Client-side PDF to image conversion

Today was about making PDF conversion actually useful. The image converter tool already handled format conversions - PNG to JPG, WebP to whatever. But PDFs were a gap. Users kept asking for it.

The challenge: convert multi-page PDFs to images, entirely in the browser, with no server uploads. Privacy is the whole point of these tools.

The Architecture

PDF rendering in browsers requires PDF.js - Mozilla's JavaScript PDF renderer. It's powerful but comes with complexity: a separate worker thread for parsing, canvas rendering for each page, and memory management that can crash tabs if you're not careful.
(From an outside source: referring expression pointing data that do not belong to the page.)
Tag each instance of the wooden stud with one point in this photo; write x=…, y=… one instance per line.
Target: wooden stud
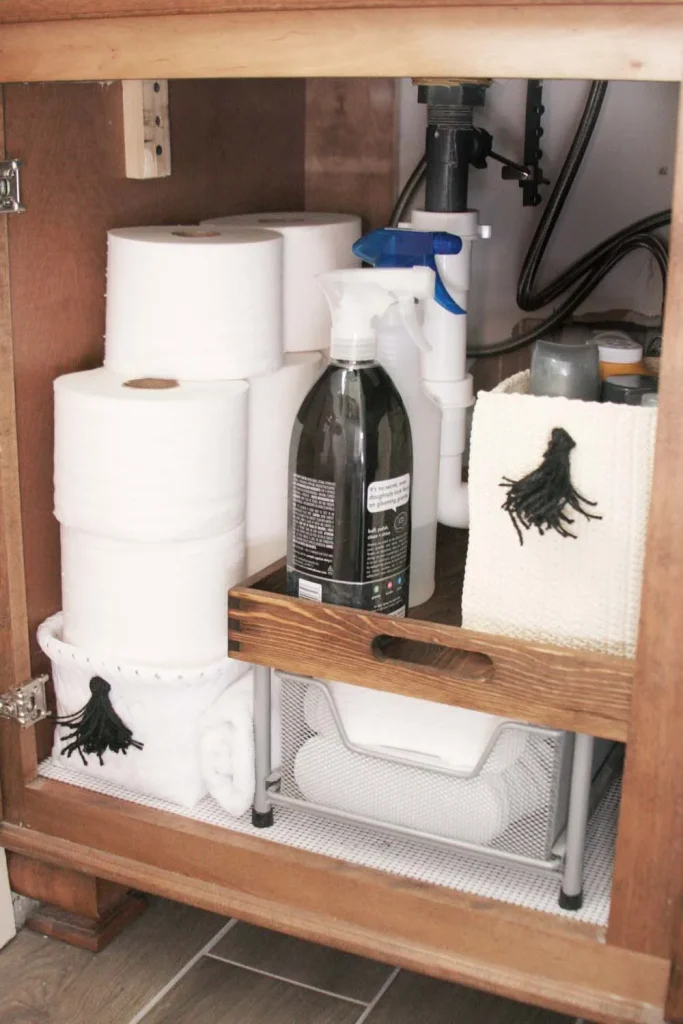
x=17, y=747
x=637, y=42
x=648, y=879
x=146, y=129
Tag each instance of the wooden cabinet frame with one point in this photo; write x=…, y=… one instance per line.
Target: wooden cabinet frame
x=621, y=976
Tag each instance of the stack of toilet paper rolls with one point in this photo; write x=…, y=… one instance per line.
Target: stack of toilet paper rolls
x=313, y=244
x=171, y=461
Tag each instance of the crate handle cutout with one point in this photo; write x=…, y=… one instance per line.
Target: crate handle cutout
x=461, y=664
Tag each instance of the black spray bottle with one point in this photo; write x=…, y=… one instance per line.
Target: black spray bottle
x=351, y=455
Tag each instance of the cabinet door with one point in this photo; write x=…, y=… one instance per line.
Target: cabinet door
x=7, y=929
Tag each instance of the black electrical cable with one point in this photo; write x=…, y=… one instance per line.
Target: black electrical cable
x=590, y=268
x=408, y=192
x=559, y=315
x=558, y=197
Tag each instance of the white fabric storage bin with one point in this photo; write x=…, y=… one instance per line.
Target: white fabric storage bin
x=581, y=591
x=166, y=710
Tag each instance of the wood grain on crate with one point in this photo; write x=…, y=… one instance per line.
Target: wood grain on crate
x=509, y=950
x=428, y=656
x=637, y=42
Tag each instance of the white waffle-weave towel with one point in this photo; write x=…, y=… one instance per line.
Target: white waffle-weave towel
x=577, y=593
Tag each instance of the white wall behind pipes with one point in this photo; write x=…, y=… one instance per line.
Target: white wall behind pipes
x=627, y=174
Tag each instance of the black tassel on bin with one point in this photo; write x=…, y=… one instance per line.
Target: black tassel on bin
x=96, y=727
x=543, y=498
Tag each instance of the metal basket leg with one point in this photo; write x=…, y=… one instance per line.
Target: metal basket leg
x=571, y=893
x=262, y=809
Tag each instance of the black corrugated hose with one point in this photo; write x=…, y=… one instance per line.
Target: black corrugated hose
x=585, y=272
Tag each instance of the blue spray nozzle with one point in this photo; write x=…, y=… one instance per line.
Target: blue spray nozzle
x=397, y=247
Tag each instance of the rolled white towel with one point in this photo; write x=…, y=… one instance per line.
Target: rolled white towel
x=422, y=731
x=474, y=810
x=227, y=744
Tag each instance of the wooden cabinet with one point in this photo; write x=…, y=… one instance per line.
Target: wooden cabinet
x=249, y=95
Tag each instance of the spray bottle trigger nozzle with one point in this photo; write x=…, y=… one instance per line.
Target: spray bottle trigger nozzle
x=408, y=309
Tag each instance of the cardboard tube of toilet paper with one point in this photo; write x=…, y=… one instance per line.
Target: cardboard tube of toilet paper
x=151, y=462
x=314, y=243
x=194, y=303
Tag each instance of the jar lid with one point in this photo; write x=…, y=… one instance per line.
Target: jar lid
x=629, y=388
x=617, y=347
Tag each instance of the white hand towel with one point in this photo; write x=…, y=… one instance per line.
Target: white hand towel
x=227, y=744
x=472, y=810
x=577, y=592
x=227, y=748
x=421, y=730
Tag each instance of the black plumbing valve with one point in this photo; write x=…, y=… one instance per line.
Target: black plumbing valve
x=453, y=142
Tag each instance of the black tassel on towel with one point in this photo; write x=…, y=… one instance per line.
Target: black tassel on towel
x=96, y=727
x=542, y=499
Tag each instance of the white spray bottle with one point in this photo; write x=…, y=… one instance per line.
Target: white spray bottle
x=351, y=454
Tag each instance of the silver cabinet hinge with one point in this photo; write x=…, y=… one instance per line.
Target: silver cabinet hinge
x=10, y=186
x=27, y=705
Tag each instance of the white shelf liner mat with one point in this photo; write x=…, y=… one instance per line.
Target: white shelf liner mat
x=507, y=883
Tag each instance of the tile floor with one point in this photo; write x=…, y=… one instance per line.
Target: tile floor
x=180, y=966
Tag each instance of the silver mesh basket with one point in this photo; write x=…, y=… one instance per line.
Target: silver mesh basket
x=514, y=801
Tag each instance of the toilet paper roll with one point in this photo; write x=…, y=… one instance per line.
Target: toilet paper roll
x=193, y=303
x=273, y=402
x=150, y=460
x=314, y=243
x=162, y=604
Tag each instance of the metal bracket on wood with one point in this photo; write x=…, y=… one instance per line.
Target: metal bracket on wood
x=10, y=186
x=532, y=176
x=146, y=128
x=27, y=705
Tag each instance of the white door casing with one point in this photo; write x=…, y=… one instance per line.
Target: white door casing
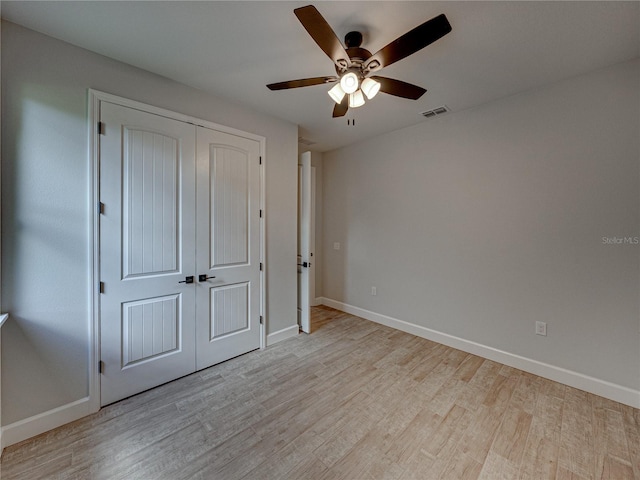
x=304, y=248
x=154, y=326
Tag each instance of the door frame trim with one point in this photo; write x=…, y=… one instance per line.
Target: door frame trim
x=95, y=98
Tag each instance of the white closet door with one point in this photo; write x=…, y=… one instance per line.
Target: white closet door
x=228, y=254
x=147, y=248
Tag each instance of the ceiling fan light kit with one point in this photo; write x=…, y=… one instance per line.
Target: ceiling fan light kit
x=370, y=87
x=356, y=99
x=337, y=93
x=354, y=65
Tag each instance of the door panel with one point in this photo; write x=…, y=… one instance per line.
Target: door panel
x=230, y=201
x=147, y=242
x=150, y=203
x=228, y=219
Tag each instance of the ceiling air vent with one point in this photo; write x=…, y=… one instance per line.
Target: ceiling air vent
x=305, y=141
x=435, y=111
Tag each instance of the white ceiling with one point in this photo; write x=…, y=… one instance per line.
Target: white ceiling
x=233, y=49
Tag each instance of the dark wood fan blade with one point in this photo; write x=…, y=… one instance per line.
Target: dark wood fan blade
x=323, y=34
x=399, y=88
x=409, y=43
x=303, y=82
x=341, y=109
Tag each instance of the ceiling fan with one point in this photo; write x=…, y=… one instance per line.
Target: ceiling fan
x=355, y=65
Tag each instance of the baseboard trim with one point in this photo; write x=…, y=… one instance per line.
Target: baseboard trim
x=43, y=422
x=283, y=334
x=577, y=380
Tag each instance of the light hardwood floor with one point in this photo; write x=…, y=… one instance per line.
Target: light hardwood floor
x=353, y=400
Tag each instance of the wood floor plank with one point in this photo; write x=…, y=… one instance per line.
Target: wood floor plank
x=353, y=400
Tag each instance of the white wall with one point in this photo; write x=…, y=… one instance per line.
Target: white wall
x=45, y=208
x=478, y=223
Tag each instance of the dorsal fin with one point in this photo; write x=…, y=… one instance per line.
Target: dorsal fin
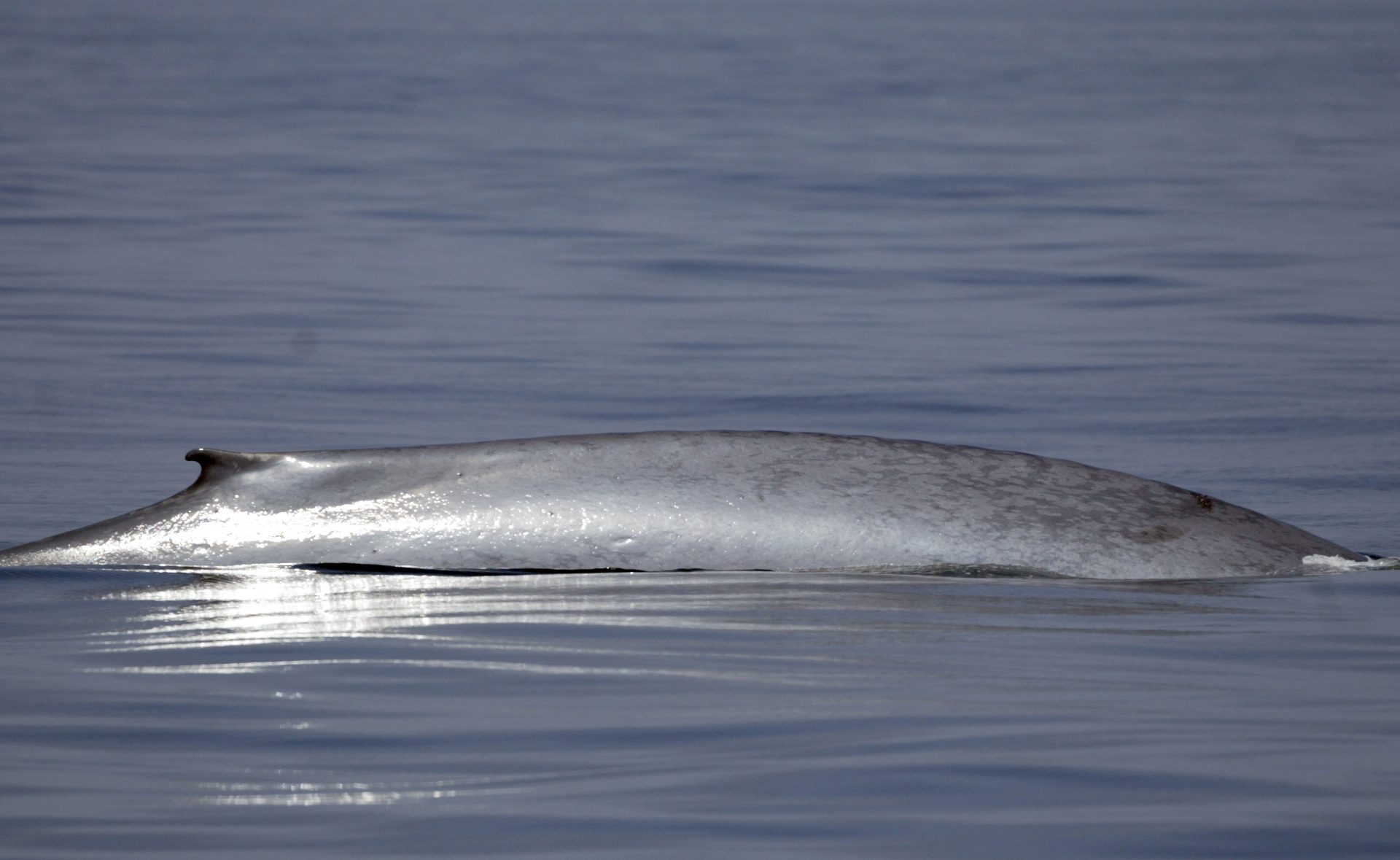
x=214, y=464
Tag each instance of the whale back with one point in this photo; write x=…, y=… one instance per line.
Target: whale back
x=716, y=500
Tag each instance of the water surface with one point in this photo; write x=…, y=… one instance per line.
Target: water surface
x=1151, y=237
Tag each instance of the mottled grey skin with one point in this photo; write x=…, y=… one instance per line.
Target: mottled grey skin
x=689, y=500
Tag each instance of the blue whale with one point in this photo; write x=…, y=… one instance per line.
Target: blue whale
x=712, y=500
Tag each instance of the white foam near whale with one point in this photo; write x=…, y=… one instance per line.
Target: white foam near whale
x=677, y=500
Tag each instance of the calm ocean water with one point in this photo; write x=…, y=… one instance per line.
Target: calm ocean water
x=1162, y=239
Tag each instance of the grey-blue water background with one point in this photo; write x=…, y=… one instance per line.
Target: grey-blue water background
x=1159, y=237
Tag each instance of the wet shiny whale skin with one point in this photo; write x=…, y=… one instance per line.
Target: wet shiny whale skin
x=675, y=500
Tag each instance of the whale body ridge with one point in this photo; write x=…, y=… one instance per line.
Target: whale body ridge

The key insight: single-page PDFs should return a direct image file. Multi-page PDFs need packaging - we went with ZIP. Nobody wants to download 47 separate images.

The Worker Problem

PDF.js needs a worker file. It handles the heavy parsing off the main thread. The naive approach is loading it from a CDN:

// Don't do this
pdfjs.GlobalWorkerOptions.workerSrc = "https://unpkg.com/pdfjs-dist@5.4.530/build/pdf.worker.min.mjs";

This breaks immediately if you have Content Security Policy headers. And you should have CSP headers. The alternative: bundle the worker locally.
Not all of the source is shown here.